Wie's 72 matched the score of her 15-year-old amateur playing partner, Lydia Ko of New Zealand.
Anna Nordqvist and Amy Yang were a stroke behind the leaders at 69. Among a group of 11 tied for sixth at 70 were Azusa native and USC grad Lizette Salas and UCLA graduate and Rancho Cucamonga resident Jane Park.
Salas, who played in the pro-am with boxer Oscar De La Hoya, said having that experience was "humbling." Salas said De La Hoya showed her how to be a fighter on the course. "He loves golf," Salas said. "He was telling me how a boxer's mentality can be incorporated into golf."
Ko, playing in her first U.S. professional tournament as well as her first major championship, seems to have that mentality already.
She birdied her very first hole in her very first major, the par-four 10th. After that, though, Ko said her putts weren't falling. "A few slipped by and I would say, 'Oh, man, not again.' I felt like I rolled it really well and that's all I can do."
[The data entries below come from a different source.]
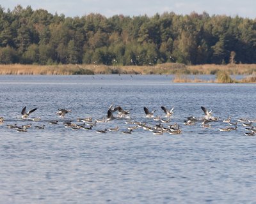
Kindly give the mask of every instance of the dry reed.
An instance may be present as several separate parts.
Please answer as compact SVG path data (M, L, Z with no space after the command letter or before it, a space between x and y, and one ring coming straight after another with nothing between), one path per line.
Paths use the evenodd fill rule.
M179 63L166 63L156 66L106 66L97 64L28 65L0 64L0 75L216 75L225 71L228 75L255 75L256 64L186 66ZM184 78L184 77L183 77ZM176 81L190 82L186 78ZM195 81L201 82L200 80Z

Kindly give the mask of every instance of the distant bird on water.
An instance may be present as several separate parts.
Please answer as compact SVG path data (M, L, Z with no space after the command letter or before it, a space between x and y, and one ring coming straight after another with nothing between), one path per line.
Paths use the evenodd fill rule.
M21 117L23 119L28 118L28 117L30 113L33 113L34 111L35 111L37 109L37 108L36 108L30 110L29 112L26 112L26 108L27 108L27 106L25 106L23 108L22 110L21 111L21 114L22 115L21 116Z
M157 110L153 110L152 112L150 112L148 109L146 107L144 107L144 112L146 114L146 117L154 117L154 113Z
M65 115L66 115L67 113L71 112L71 110L66 110L64 108L62 109L58 109L59 111L56 112L57 115L59 115L60 117L62 117L64 119Z

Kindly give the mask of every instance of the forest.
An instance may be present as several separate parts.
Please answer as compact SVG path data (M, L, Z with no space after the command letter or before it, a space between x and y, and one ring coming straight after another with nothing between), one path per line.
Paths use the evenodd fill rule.
M226 15L99 13L66 17L0 6L0 64L256 63L256 20Z

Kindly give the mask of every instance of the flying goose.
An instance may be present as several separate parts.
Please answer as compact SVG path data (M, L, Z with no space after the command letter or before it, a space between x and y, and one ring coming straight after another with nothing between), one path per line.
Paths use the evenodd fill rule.
M172 114L173 113L173 110L174 109L174 107L172 107L172 108L171 110L167 109L164 106L161 106L161 108L162 108L164 112L164 113L166 114L166 117L171 117L172 115Z
M118 111L118 117L128 117L129 114L130 114L130 110L132 110L132 109L129 109L129 110L124 110L120 106L116 106L114 108L113 111L115 112L115 110Z
M108 110L107 119L106 120L106 121L108 122L109 120L114 120L115 119L116 117L113 115L113 111L109 109Z
M30 110L29 112L26 112L26 108L27 108L27 106L25 106L23 108L22 110L21 111L21 114L22 115L21 116L21 118L23 119L28 118L28 117L30 113L33 113L34 111L35 111L37 109L37 108L36 108Z
M154 117L154 113L157 110L157 109L150 112L148 109L146 107L144 107L143 108L145 113L146 114L146 117Z
M4 118L3 117L0 117L0 125L3 125L4 124Z

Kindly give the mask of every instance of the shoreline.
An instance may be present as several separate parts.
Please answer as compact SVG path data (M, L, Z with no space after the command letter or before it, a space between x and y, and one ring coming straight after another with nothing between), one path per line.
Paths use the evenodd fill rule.
M221 73L221 78L218 74ZM166 63L155 66L107 66L102 64L0 64L0 75L173 75L173 82L180 83L255 83L256 64L202 64L186 66L179 63ZM189 75L216 75L215 80L205 81ZM225 78L223 78L223 75ZM244 75L237 80L229 75Z

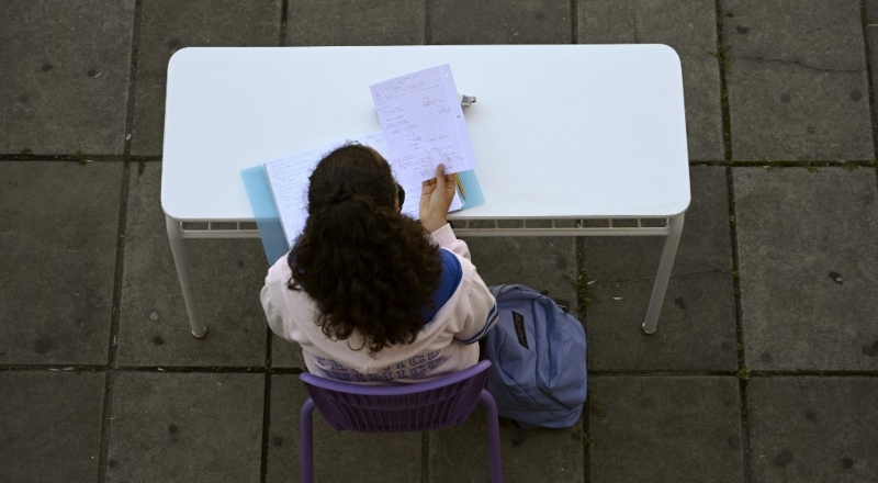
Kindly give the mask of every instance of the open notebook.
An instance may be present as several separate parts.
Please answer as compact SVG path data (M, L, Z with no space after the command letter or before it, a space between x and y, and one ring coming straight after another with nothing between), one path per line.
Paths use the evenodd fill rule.
M274 198L281 227L290 246L305 228L308 177L320 159L334 149L351 142L372 147L387 160L396 177L396 182L406 192L405 203L402 206L403 213L415 220L420 217L418 201L420 199L423 175L409 166L399 166L401 164L395 162L393 156L389 153L384 134L381 131L375 131L374 133L338 139L264 164L266 180ZM460 199L460 194L455 193L449 212L461 207L463 207L463 201Z
M245 169L241 177L269 262L295 243L307 221L308 177L327 154L357 142L379 151L406 191L404 214L417 220L421 182L457 172L464 191L449 212L484 202L475 178L475 155L449 65L370 86L382 131L346 137Z

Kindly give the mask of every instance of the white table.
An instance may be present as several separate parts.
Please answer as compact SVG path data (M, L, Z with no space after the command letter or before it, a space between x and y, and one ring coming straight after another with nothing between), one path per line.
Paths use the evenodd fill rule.
M161 206L195 337L206 334L183 238L258 237L240 170L379 130L371 83L450 64L485 203L465 236L665 236L643 330L655 332L689 167L679 58L664 45L184 48L170 60ZM635 218L634 227L583 220ZM661 226L643 223L658 218ZM470 227L473 220L575 220ZM206 222L184 229L183 222ZM237 229L214 229L238 222ZM534 224L531 223L531 226ZM543 226L543 225L540 225Z

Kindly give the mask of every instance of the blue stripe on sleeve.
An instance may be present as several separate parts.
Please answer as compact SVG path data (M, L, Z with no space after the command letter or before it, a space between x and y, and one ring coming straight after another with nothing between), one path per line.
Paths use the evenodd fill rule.
M458 257L444 248L439 248L439 255L442 257L442 279L432 293L432 307L423 306L418 311L418 315L427 324L436 317L436 313L451 299L461 280L463 280L463 267L461 267Z

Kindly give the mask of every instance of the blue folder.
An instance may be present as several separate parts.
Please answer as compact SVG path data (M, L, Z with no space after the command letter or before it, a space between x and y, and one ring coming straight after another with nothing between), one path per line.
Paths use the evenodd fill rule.
M256 226L259 228L259 236L262 238L262 247L266 249L266 257L269 265L273 265L281 257L290 251L290 244L283 235L280 215L274 205L274 196L266 178L266 170L262 165L243 169L240 177L247 190L247 198L250 199L250 206L254 210ZM479 206L485 202L482 187L475 171L461 171L458 173L461 184L463 184L463 210Z

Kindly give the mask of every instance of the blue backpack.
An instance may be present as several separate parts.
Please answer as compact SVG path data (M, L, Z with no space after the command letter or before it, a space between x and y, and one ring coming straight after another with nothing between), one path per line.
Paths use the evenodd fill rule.
M585 330L555 302L524 285L491 287L499 319L487 333L487 391L521 428L569 428L587 392Z

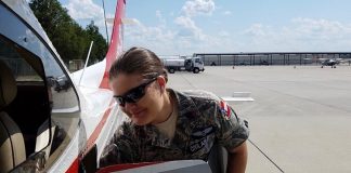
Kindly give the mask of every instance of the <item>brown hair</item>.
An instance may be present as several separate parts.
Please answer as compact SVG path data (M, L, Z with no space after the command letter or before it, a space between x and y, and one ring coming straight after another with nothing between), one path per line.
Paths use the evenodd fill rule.
M155 76L165 76L167 71L159 57L152 51L144 48L131 48L121 54L110 66L109 80L116 78L120 72L123 74L140 74L145 78Z

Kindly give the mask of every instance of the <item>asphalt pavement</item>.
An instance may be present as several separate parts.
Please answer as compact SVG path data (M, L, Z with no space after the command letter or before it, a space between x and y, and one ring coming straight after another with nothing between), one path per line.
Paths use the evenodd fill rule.
M170 74L168 86L251 93L229 103L249 121L249 173L351 172L351 66L206 66Z

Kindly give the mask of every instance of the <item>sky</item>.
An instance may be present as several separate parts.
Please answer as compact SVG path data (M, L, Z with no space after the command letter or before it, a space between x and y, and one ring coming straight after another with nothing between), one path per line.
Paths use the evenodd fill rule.
M123 50L158 55L350 52L350 0L126 0ZM82 27L106 38L102 0L60 0ZM106 16L116 1L104 0ZM112 24L107 27L112 31Z

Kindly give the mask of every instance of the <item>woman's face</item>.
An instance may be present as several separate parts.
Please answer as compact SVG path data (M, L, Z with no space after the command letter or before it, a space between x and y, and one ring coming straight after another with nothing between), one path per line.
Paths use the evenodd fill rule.
M157 79L151 80L144 79L141 75L119 74L112 80L110 84L114 95L120 96L118 99L122 103L119 104L122 111L135 124L145 125L155 123L164 104L161 99L162 92ZM141 96L140 92L143 91L145 94ZM130 103L130 98L136 102Z

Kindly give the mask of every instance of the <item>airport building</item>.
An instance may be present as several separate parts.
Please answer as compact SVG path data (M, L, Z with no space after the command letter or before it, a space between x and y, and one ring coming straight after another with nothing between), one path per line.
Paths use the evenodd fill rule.
M206 66L321 65L324 59L351 63L351 52L194 53L193 56L200 56Z

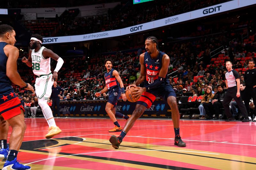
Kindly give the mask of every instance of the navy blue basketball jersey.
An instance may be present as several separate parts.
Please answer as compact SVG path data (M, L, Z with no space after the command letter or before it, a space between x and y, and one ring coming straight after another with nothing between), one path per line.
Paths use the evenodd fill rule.
M11 81L6 75L6 64L8 58L4 51L4 48L8 44L0 42L0 95L13 92Z
M105 83L109 91L116 87L120 86L119 83L116 79L112 75L114 70L114 69L112 69L109 72L107 72L104 75Z
M157 58L152 59L148 52L145 53L144 54L144 64L147 68L147 74L144 86L152 84L158 78L159 72L162 67L163 56L165 54L159 51ZM164 81L161 83L161 85L166 85L169 83L170 82L166 74Z

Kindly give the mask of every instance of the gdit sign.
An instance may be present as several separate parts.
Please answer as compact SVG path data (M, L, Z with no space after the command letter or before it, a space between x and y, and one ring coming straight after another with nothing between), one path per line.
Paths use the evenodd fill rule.
M204 14L212 13L216 11L220 11L220 8L221 5L215 6L214 7L210 8L208 9L206 9L203 11L203 13Z
M130 29L130 31L131 32L133 32L133 31L136 31L142 30L142 26L143 26L143 25L132 27Z

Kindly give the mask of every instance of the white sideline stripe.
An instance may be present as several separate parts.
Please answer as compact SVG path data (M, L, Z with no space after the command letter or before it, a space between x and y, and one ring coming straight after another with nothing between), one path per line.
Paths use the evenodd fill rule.
M256 123L253 124L252 125L256 125ZM202 126L204 125L214 125L217 126L223 125L248 125L248 124L184 124L184 125L180 125L180 126ZM154 126L173 126L173 125L143 125L143 126L134 126L133 127L154 127ZM102 128L113 128L112 126L109 127L99 127L95 128L78 128L78 129L61 129L62 130L76 130L79 129L102 129ZM48 130L38 130L37 131L29 131L28 132L25 131L25 133L29 133L29 132L44 132L45 131L48 131ZM11 134L11 133L8 133L8 134Z
M94 135L107 135L109 136L112 136L112 135L106 135L103 134L94 134ZM139 136L128 136L127 135L125 136L125 137L142 137L143 138L150 138L152 139L174 139L174 138L161 138L159 137L139 137ZM226 143L226 142L214 142L215 141L206 141L196 140L189 140L183 139L182 139L182 140L187 141L192 141L194 142L210 142L210 143L217 143L220 144L238 144L238 145L246 145L248 146L256 146L256 145L255 144L237 144L236 143Z
M36 161L34 161L34 162L30 162L29 163L28 163L27 164L24 164L25 166L27 166L28 165L29 165L30 164L33 164L34 163L36 163L36 162L41 162L41 161L44 161L44 160L46 160L49 159L56 159L57 158L62 158L64 157L67 157L68 156L74 156L76 155L84 155L86 154L90 154L92 153L106 153L106 152L130 152L132 151L173 151L173 152L194 152L194 153L205 153L206 154L210 154L212 155L220 155L220 154L218 153L209 153L209 152L195 152L195 151L182 151L182 150L148 150L148 149L143 149L143 150L128 150L126 151L102 151L100 152L88 152L88 153L78 153L77 154L73 154L72 155L64 155L63 156L58 156L57 157L54 157L53 158L47 158L47 159L41 159L39 160L37 160Z

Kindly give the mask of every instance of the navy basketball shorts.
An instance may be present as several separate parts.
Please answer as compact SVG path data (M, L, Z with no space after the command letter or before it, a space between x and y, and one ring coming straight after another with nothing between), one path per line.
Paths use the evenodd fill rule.
M155 89L144 92L137 101L137 104L149 108L156 97L159 97L167 102L167 98L171 96L176 97L176 94L172 86L169 84L160 85Z
M115 107L116 106L118 100L121 96L121 89L119 87L114 88L109 92L109 95L108 102L114 105L114 107Z

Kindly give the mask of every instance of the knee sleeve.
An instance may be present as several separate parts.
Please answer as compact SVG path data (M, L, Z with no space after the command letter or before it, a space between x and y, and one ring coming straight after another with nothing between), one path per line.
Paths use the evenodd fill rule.
M44 110L49 107L47 104L47 100L45 99L44 98L38 99L38 104L42 110Z

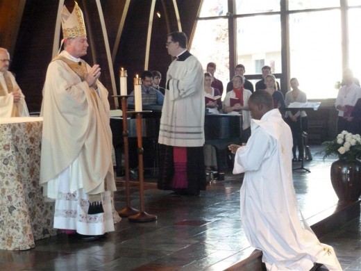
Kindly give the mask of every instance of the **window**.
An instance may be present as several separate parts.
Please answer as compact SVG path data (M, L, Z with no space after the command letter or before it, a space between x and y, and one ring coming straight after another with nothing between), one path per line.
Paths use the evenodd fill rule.
M200 17L226 16L228 11L227 0L203 0Z
M281 73L280 15L247 17L237 19L237 63L247 74L261 74L260 63Z
M228 27L226 19L198 21L190 49L190 52L197 57L205 71L207 63L216 63L215 76L222 81L224 89L229 81Z
M334 86L342 72L339 22L339 10L289 15L290 77L299 79L308 99L337 97Z
M353 8L349 10L349 65L353 72L353 76L361 80L361 8ZM341 79L340 79L341 80Z
M236 0L236 14L280 11L280 0Z
M272 73L282 74L278 80L283 91L289 90L289 79L296 77L309 99L335 98L335 83L342 80L344 66L361 81L361 0L343 1L203 0L192 49L203 65L217 64L217 77L224 85L229 80L230 61L232 65L244 64L246 77L253 82L267 65ZM284 1L289 10L281 10ZM349 6L347 28L341 21L340 3L344 3ZM235 29L229 33L234 50L228 49L228 25ZM288 31L282 32L283 27ZM285 56L289 59L282 59ZM289 69L282 66L288 63Z
M307 10L312 8L339 7L339 0L289 0L288 8L292 10Z

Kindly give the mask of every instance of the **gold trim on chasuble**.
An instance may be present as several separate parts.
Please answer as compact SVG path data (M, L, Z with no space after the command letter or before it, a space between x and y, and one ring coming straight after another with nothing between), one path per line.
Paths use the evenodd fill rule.
M12 83L11 82L11 79L8 76L8 72L3 72L3 79L5 79L5 83L6 84L6 87L8 88L8 92L10 94L14 90L14 85L12 85ZM0 96L6 95L6 92L3 88L3 85L0 84ZM12 106L12 110L11 111L11 117L20 117L20 113L19 113L19 108L17 105L14 103L14 106Z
Late last year Wie adopted a new putting stance. She bends over at an angle that makes her back appear as if it is a table top.
Asked if she liked her new stance, Wie laughed and said, "I do," and then said she expected the media to make fun of it.
American Stacy Lewis, who became ranked No. 1 in the world last month, struggled to a 73.
Lewis, who won this tournament two years ago, said she had some bad luck, having two shots land in divots. She also had a triple-bogey six on the par-three 14th hole and at the end of the round, Lewis said, she felt lucky to be where she was.
"You can shoot a good number one day and be right there near the top," Lewis said. "I drove really well today. I made some putts. My game is there, it's just getting a few things to go my way."
Neither Choi nor Pettersen had a bogey Thursday.
"The course was perfect," said Pettersen, a three-time runner-up here and a first-round leader in 2010. "The greens are rolling pure. But if you miss the fairways you can be in a bit of trouble. The rough is deep."
Choi also said she was pleased to get away from the first round without a bogey. "Luckily I played in the morning," Choi said. "The greens and fairways are a little softer than afternoon, I think."